In Scuefield’s (Short Days, Long Nights, 2018) mystery, two Chicago private eyes find that a missing girl in Louisiana may be connected to a string of disappearances.
After retiring as a Chicago homicide detective, 63-year-old Robert Raines has been determined to focus on his wife, Elena. However, he can’t stop trying to solve old, unsolved cases, so the couple separates after 42 years of marriage. Soon, Raines and fellow 60-something retiree Dale Gamble manage to close a few cold cases, which leads the pair to open RDC Private Investigations along with Cendalius Ashe, a combat veteran whose possible PTSD may have been why he left the force at the age of 44. Less than a month after they open the new business, Raines agrees to help out the McAllisters, his brother-in-law’s friends, in Alexandria, Louisiana. They say that their granddaughter, Cecilia, has been missing for three weeks, so Raines and Gamble head south, where the Alexandria police are surprisingly accommodating. The local cops arrest someone who’d threatened Cecilia, but the PIs think they’ve got the wrong man. Their investigation soon takes them to tiny Pollock, Louisiana, where the sheriff is less friendly than Alexandria law enforcement. Pollock police officer Dakota Quinn, however, has connected three missing person cases in town. All of the missing had responded to ads via a trading app, which Cecilia had also used. Raines, Gamble, and Quinn look into the app further, which makes someone nervous enough to fire a gun at them. Meanwhile, a serial killer from one of Raines’ unsolved cases may be stalking people in Alexandria.

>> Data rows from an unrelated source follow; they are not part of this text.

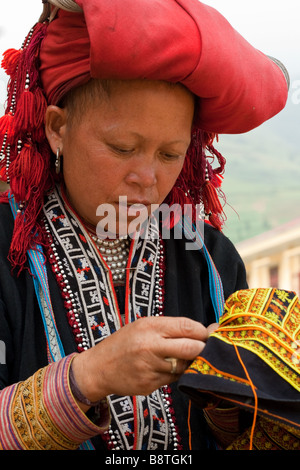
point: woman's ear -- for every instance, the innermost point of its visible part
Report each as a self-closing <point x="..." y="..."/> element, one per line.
<point x="55" y="127"/>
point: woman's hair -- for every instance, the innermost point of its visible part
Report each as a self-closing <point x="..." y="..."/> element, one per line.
<point x="28" y="162"/>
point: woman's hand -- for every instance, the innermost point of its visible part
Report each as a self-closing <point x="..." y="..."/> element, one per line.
<point x="132" y="361"/>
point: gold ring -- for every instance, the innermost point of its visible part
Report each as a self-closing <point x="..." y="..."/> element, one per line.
<point x="173" y="361"/>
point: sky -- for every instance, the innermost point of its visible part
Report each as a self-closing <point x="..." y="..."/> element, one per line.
<point x="270" y="25"/>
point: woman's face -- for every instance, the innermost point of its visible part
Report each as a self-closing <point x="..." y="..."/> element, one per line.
<point x="132" y="144"/>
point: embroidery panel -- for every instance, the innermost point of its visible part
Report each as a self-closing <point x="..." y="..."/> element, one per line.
<point x="95" y="302"/>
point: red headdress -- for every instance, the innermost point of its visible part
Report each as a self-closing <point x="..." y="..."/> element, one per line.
<point x="182" y="41"/>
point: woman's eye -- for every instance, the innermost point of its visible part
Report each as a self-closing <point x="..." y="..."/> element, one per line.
<point x="171" y="156"/>
<point x="121" y="150"/>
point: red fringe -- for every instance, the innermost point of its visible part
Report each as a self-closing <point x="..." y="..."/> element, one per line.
<point x="210" y="199"/>
<point x="10" y="61"/>
<point x="7" y="126"/>
<point x="25" y="112"/>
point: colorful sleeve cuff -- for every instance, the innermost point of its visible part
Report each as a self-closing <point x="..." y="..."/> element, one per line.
<point x="42" y="414"/>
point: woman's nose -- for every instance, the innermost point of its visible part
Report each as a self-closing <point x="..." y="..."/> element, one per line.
<point x="143" y="173"/>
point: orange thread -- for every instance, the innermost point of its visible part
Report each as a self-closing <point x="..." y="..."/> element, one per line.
<point x="189" y="425"/>
<point x="254" y="394"/>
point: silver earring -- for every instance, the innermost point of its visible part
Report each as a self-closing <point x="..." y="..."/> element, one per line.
<point x="57" y="161"/>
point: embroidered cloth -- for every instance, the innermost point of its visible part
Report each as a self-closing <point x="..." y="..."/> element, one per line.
<point x="94" y="299"/>
<point x="253" y="358"/>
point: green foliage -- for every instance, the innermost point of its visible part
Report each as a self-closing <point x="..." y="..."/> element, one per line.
<point x="262" y="177"/>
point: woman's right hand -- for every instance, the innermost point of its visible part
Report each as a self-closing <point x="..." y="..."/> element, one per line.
<point x="132" y="361"/>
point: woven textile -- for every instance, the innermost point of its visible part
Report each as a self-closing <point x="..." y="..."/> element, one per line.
<point x="253" y="359"/>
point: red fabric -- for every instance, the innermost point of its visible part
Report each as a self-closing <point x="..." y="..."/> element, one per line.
<point x="178" y="41"/>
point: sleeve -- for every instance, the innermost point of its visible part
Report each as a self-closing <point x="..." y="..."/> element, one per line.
<point x="41" y="413"/>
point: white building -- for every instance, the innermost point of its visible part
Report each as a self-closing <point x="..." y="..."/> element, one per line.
<point x="272" y="259"/>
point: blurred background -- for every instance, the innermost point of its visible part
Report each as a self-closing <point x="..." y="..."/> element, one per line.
<point x="262" y="178"/>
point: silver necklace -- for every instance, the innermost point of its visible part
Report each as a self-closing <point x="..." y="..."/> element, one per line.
<point x="115" y="254"/>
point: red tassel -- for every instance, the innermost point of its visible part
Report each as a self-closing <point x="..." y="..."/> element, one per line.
<point x="25" y="172"/>
<point x="10" y="61"/>
<point x="3" y="176"/>
<point x="216" y="222"/>
<point x="24" y="115"/>
<point x="7" y="125"/>
<point x="210" y="199"/>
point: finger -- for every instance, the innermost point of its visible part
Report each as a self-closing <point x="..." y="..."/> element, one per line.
<point x="181" y="327"/>
<point x="175" y="366"/>
<point x="211" y="328"/>
<point x="182" y="348"/>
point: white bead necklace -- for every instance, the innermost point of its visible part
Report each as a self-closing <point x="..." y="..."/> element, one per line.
<point x="115" y="254"/>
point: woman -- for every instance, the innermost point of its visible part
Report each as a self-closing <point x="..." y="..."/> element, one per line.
<point x="130" y="107"/>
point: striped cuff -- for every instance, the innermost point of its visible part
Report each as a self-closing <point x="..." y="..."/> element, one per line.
<point x="42" y="414"/>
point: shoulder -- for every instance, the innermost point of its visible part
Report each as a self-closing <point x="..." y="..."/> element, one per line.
<point x="6" y="226"/>
<point x="217" y="243"/>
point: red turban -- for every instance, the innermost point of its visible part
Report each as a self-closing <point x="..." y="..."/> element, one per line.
<point x="178" y="41"/>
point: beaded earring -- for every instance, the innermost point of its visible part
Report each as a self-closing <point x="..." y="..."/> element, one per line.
<point x="57" y="161"/>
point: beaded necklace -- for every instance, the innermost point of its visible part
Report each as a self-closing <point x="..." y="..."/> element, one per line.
<point x="60" y="268"/>
<point x="115" y="254"/>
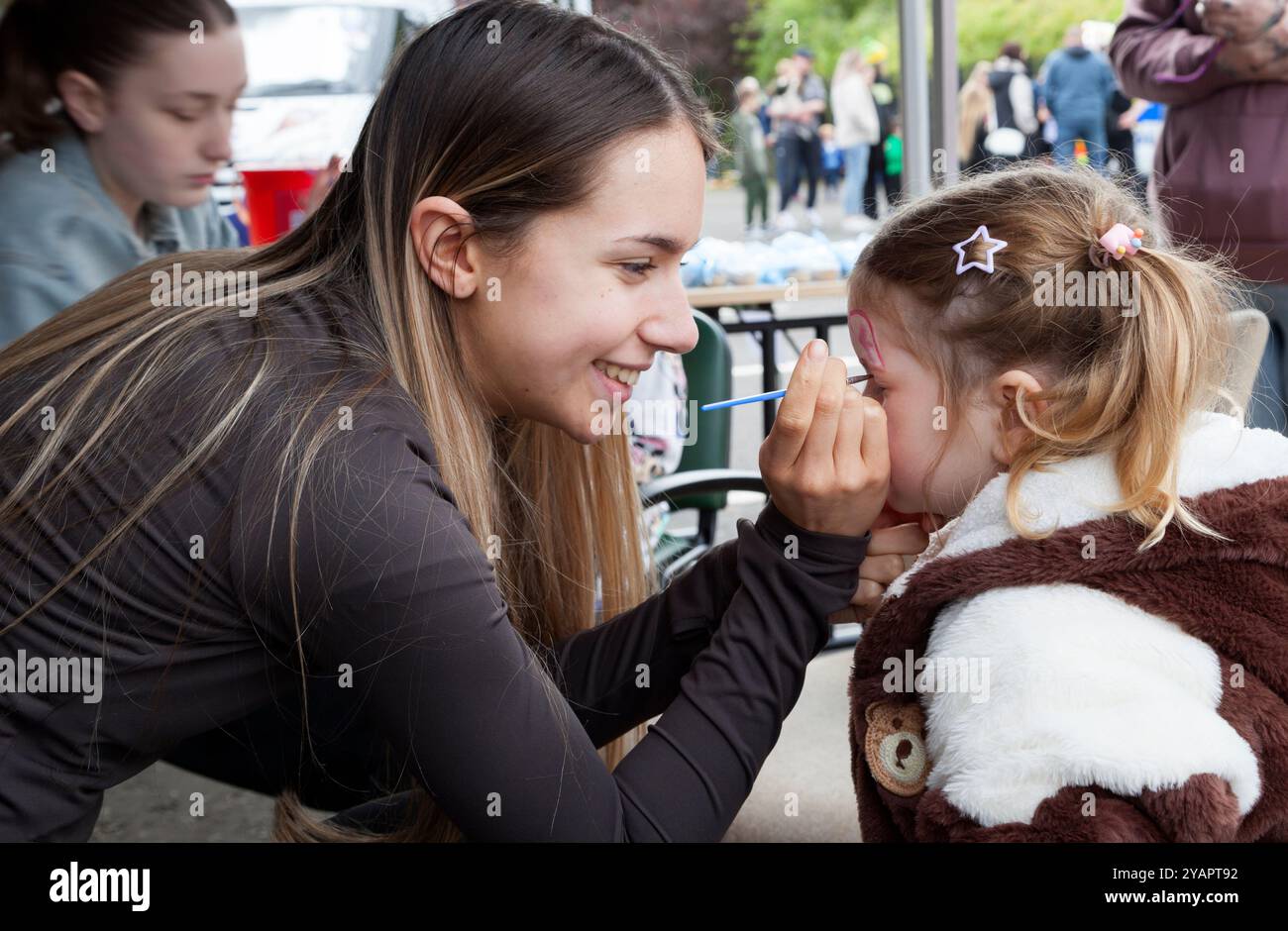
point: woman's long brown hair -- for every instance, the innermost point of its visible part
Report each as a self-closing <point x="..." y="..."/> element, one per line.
<point x="503" y="107"/>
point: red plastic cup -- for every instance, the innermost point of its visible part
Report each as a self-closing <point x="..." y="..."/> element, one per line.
<point x="277" y="201"/>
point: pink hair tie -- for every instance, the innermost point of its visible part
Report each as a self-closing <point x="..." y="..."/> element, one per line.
<point x="1119" y="241"/>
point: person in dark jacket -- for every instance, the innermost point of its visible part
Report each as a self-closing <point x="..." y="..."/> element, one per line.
<point x="365" y="511"/>
<point x="1077" y="86"/>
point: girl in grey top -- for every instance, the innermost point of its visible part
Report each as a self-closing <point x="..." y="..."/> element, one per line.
<point x="115" y="120"/>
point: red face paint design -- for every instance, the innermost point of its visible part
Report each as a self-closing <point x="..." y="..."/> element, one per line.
<point x="867" y="336"/>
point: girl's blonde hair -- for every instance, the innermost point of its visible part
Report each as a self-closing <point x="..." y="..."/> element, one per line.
<point x="509" y="129"/>
<point x="1122" y="371"/>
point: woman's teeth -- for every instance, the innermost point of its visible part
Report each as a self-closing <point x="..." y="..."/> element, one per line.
<point x="627" y="376"/>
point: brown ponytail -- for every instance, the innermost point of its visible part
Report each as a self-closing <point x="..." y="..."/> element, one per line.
<point x="42" y="39"/>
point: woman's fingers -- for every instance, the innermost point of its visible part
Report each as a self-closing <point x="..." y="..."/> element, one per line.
<point x="881" y="569"/>
<point x="849" y="437"/>
<point x="906" y="540"/>
<point x="797" y="410"/>
<point x="816" y="454"/>
<point x="876" y="441"/>
<point x="863" y="605"/>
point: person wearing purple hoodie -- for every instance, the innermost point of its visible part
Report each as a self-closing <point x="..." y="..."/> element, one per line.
<point x="1220" y="176"/>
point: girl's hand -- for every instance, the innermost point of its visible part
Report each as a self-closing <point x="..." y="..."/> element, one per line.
<point x="825" y="460"/>
<point x="897" y="537"/>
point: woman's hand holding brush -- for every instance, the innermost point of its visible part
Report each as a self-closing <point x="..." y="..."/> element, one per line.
<point x="825" y="460"/>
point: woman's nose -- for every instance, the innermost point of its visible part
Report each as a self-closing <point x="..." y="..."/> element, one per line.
<point x="674" y="330"/>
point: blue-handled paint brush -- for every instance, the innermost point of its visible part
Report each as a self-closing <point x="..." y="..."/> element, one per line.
<point x="768" y="395"/>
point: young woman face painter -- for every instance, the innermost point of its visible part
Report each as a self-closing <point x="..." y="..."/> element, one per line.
<point x="343" y="540"/>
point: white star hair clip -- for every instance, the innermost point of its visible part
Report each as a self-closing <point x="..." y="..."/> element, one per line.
<point x="992" y="246"/>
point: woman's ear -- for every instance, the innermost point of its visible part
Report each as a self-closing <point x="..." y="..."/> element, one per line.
<point x="82" y="99"/>
<point x="441" y="233"/>
<point x="1004" y="393"/>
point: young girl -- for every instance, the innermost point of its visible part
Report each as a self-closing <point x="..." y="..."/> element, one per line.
<point x="1094" y="648"/>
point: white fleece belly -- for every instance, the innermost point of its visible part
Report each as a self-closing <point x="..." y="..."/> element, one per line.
<point x="1082" y="689"/>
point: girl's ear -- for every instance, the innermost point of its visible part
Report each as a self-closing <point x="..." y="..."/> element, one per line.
<point x="441" y="235"/>
<point x="1004" y="394"/>
<point x="82" y="99"/>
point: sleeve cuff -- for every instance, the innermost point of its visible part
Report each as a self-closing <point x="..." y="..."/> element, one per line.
<point x="831" y="548"/>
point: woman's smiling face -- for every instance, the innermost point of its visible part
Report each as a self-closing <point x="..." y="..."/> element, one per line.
<point x="593" y="287"/>
<point x="917" y="424"/>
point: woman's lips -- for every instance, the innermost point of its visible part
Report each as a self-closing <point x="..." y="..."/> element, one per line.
<point x="612" y="385"/>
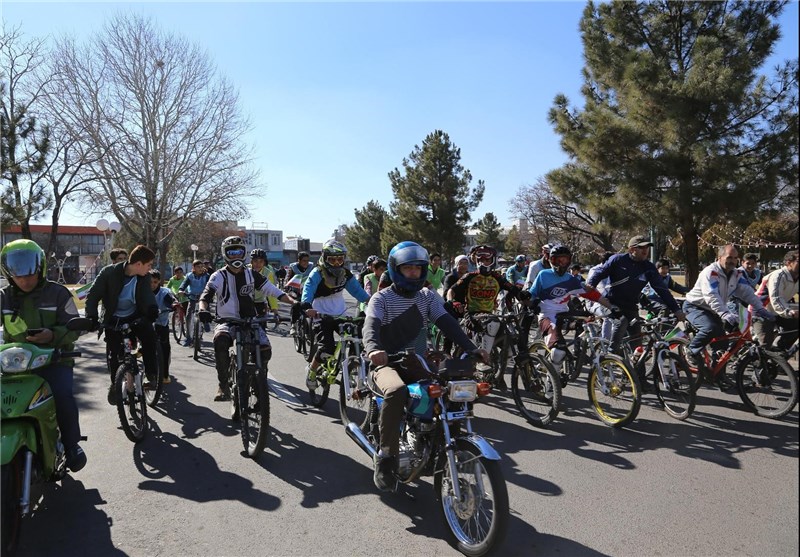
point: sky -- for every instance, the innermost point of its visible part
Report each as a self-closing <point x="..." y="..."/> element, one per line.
<point x="339" y="93"/>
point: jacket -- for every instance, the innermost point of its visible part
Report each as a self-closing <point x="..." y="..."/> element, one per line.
<point x="107" y="288"/>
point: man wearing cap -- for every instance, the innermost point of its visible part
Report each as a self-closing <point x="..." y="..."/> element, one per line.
<point x="628" y="274"/>
<point x="537" y="266"/>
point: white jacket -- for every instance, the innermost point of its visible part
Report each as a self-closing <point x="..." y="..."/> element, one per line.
<point x="714" y="288"/>
<point x="776" y="291"/>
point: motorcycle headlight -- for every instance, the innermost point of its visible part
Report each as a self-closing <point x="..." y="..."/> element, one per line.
<point x="15" y="360"/>
<point x="462" y="391"/>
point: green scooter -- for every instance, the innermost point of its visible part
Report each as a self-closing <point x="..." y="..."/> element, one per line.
<point x="31" y="452"/>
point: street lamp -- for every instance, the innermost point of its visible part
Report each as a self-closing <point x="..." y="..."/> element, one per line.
<point x="60" y="263"/>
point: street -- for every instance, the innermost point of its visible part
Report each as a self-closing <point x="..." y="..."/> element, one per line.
<point x="724" y="482"/>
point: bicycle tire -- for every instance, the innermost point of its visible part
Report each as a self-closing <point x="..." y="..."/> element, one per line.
<point x="153" y="394"/>
<point x="679" y="397"/>
<point x="536" y="388"/>
<point x="770" y="393"/>
<point x="253" y="410"/>
<point x="131" y="407"/>
<point x="621" y="405"/>
<point x="356" y="409"/>
<point x="178" y="325"/>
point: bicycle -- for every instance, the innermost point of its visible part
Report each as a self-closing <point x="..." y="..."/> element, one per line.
<point x="764" y="380"/>
<point x="178" y="322"/>
<point x="248" y="382"/>
<point x="132" y="398"/>
<point x="535" y="386"/>
<point x="674" y="384"/>
<point x="347" y="346"/>
<point x="613" y="389"/>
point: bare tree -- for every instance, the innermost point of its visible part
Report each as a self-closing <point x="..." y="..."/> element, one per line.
<point x="24" y="138"/>
<point x="163" y="129"/>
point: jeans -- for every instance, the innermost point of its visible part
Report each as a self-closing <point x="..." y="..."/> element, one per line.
<point x="59" y="377"/>
<point x="707" y="323"/>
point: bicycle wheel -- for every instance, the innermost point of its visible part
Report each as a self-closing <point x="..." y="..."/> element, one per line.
<point x="154" y="385"/>
<point x="253" y="409"/>
<point x="355" y="408"/>
<point x="178" y="325"/>
<point x="478" y="520"/>
<point x="678" y="395"/>
<point x="536" y="389"/>
<point x="615" y="393"/>
<point x="131" y="406"/>
<point x="767" y="384"/>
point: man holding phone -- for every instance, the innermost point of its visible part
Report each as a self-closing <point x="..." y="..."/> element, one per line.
<point x="36" y="310"/>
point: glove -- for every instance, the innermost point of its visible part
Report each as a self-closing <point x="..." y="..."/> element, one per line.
<point x="730" y="318"/>
<point x="765" y="314"/>
<point x="152" y="313"/>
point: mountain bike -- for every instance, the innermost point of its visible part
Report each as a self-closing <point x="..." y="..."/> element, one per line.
<point x="248" y="382"/>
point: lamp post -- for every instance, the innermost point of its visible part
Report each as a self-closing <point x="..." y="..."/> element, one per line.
<point x="60" y="263"/>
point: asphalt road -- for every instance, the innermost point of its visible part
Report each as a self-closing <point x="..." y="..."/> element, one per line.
<point x="723" y="483"/>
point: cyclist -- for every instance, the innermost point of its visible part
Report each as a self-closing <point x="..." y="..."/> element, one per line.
<point x="124" y="288"/>
<point x="477" y="291"/>
<point x="518" y="271"/>
<point x="30" y="301"/>
<point x="164" y="301"/>
<point x="394" y="319"/>
<point x="235" y="287"/>
<point x="778" y="288"/>
<point x="323" y="294"/>
<point x="706" y="304"/>
<point x="628" y="273"/>
<point x="554" y="288"/>
<point x="538" y="266"/>
<point x="192" y="287"/>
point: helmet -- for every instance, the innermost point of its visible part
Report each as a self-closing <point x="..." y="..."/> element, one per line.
<point x="333" y="247"/>
<point x="560" y="258"/>
<point x="408" y="253"/>
<point x="233" y="251"/>
<point x="485" y="252"/>
<point x="21" y="258"/>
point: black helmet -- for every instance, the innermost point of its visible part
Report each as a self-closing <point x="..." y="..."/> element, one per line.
<point x="560" y="258"/>
<point x="233" y="251"/>
<point x="484" y="252"/>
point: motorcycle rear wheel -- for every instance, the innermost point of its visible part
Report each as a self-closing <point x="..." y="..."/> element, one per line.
<point x="479" y="520"/>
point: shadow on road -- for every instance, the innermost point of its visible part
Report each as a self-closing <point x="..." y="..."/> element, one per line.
<point x="69" y="513"/>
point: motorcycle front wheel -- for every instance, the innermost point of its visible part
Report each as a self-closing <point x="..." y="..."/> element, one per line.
<point x="478" y="520"/>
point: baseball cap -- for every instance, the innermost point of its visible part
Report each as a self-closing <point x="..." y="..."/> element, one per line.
<point x="639" y="242"/>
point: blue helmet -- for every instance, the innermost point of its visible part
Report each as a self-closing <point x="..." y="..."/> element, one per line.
<point x="408" y="253"/>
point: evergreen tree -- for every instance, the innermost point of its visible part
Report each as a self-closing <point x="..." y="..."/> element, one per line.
<point x="363" y="238"/>
<point x="432" y="198"/>
<point x="678" y="129"/>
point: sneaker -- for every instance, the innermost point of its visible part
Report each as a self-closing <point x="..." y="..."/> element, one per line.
<point x="311" y="378"/>
<point x="76" y="458"/>
<point x="222" y="394"/>
<point x="384" y="477"/>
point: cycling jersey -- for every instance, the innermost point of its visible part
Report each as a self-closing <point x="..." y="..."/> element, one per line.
<point x="554" y="292"/>
<point x="235" y="292"/>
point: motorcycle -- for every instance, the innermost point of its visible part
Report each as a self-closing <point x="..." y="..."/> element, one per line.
<point x="32" y="453"/>
<point x="437" y="438"/>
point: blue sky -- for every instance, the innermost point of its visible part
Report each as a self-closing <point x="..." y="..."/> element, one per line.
<point x="339" y="93"/>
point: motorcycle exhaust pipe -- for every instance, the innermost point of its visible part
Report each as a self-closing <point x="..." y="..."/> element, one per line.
<point x="355" y="433"/>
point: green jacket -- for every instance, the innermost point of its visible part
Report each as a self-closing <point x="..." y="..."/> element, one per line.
<point x="107" y="288"/>
<point x="48" y="306"/>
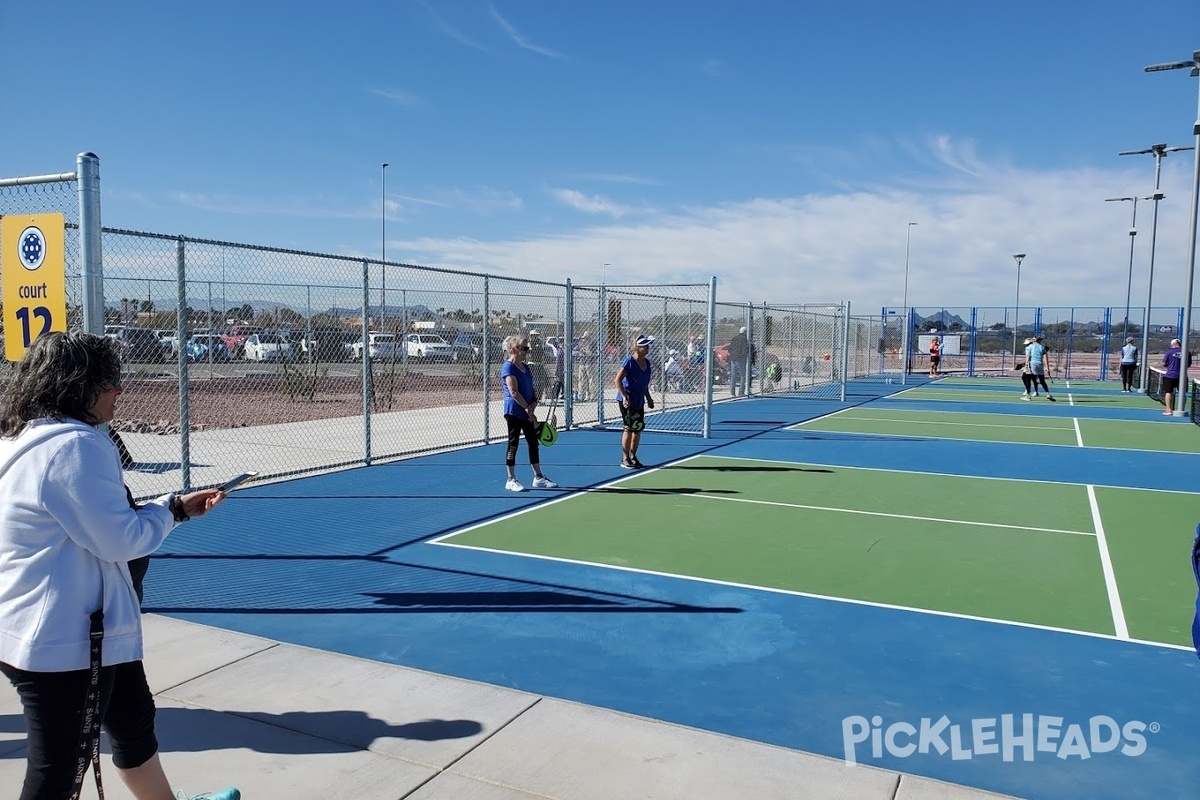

The story introduces the kidnapper to readers early on, but Scuefield still keeps the tale shrouded in mystery. For example, readers only gradually learn about the abductor’s connection to numerous women who disappeared over an eight-year period; they also find out about someone who’s providing the kidnapper with assistance. The villain’s perspective provides some unsettling, occasionally violent sequences. Meanwhile, Raines is shown to be a cool, appealing protagonist who admits his faults—perhaps rightly blaming himself for his marriage’s dissolution. His similarity to Gamble curiously highlights Raines’ shortcomings: They’re both former cops and often think alike, but the still-married Gamble, who’s three years older, looks considerably younger than Raines. Nevertheless, Ashe and Quinn prove to be far more intriguing characters; Ashe, who joins the investigation later, is able and shrewd but has a more flexible moral code than his partners do, and Quinn, who gets no respect from her boss and her peers, ultimately uncovers the case’s most substantial pieces of evidence. Readers learn relatively little about Gamble’s background, but the author may explore it in future, planned series installments. Scuefield’s sharp prose smoothly shifts through various first- and third-person perspectives, including Quinn’s, Raines’, and even those of a few victims and victims-to-be. He also manages to skillfully incorporate Robert’s unsolved cold case, and although the story’s wrap-up feels hasty, it still offers readers a satisfying resolution.
Readers will surely welcome a series that features these whip-smart sleuths.